A su paso, todos los transeúntes debían apearse de sus monturas y, sombrero en mano, arrodillarse con una reverente inclinación. Los que se negaban eran amenazados por los escoltas de la reina, con el sable o con el látigo. En sus paseos diarios, obligaba hasta a los diplomáticos extranjeros y a los comandantes de los navíos de guerra a apearse de sus carruajes, lo que provocaba incidentes desagradables. El propio lord Strangford, el altivo embajador de Gran Bretaña, había recibido en 1814 varios latigazos por no estar de acuerdo con aquel protocolo que le parecía servil y anticuado. Con quien no pudo Carlota fue con el embajador de Estados Unidos, Thomas Sumter, que en una ocasión fue insultado por uno de sus escoltas por no arrodillarse. Sólo se había quitado el sombrero. El americano, hijo de un héroe de la revolución contra Gran Bretaña, se encaró y mandó decirle que a partir de ese momento se defendería pistola en mano, y de hecho, en dos ocasiones más, obligó a los esbirros de Carlota a retroceder. Poco más tarde, la esposa de Sumter fue alcanzada por una pedrada que le causó una grave herida en el rostro; nunca se descubrió al autor, pero en Río todos sospechaban que doña Carlota había estado detrás del atentado. Sí, era vengativa y también peligrosa.

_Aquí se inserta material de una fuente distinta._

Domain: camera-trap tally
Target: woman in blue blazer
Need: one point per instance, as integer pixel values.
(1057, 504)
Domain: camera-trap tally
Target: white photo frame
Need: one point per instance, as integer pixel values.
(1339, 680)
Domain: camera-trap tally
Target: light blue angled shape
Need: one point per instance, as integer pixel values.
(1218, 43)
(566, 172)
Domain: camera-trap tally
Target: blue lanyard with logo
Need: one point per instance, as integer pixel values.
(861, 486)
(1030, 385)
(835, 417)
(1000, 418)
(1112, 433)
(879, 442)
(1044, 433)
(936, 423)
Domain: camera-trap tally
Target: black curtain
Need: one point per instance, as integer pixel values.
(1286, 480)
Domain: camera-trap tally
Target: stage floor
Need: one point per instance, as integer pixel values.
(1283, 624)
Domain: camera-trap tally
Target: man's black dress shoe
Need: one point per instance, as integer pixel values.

A pesar de todo esto, hubiera podido ganarse la simpatía de la gente si no hubiera sido por su desmedida soberbia. Su poco agraciado aspecto físico contrastaba con su altivez imperial. Apenas medía metro y medio, pero tenía una idea muy alta de sí misma: al fin y al cabo, sin contar con su herencia española, era tetranieta de Luis XIV, el rey sol, y tataranieta de Luis XV, los reyes más carismáticos de toda la historia de Francia. Esa sangre azul que hervía en sus venas le hacía menospreciar las ideas avanzadas que recorrían Europa y todo lo que tuviera que ver con el pequeño país donde le había tocado vivir nada más casarse, incluido su marido. ¿Qué eran los Braganza comparados con los Borbones? Unos advenedizos, meros nobles de provincia, según ella.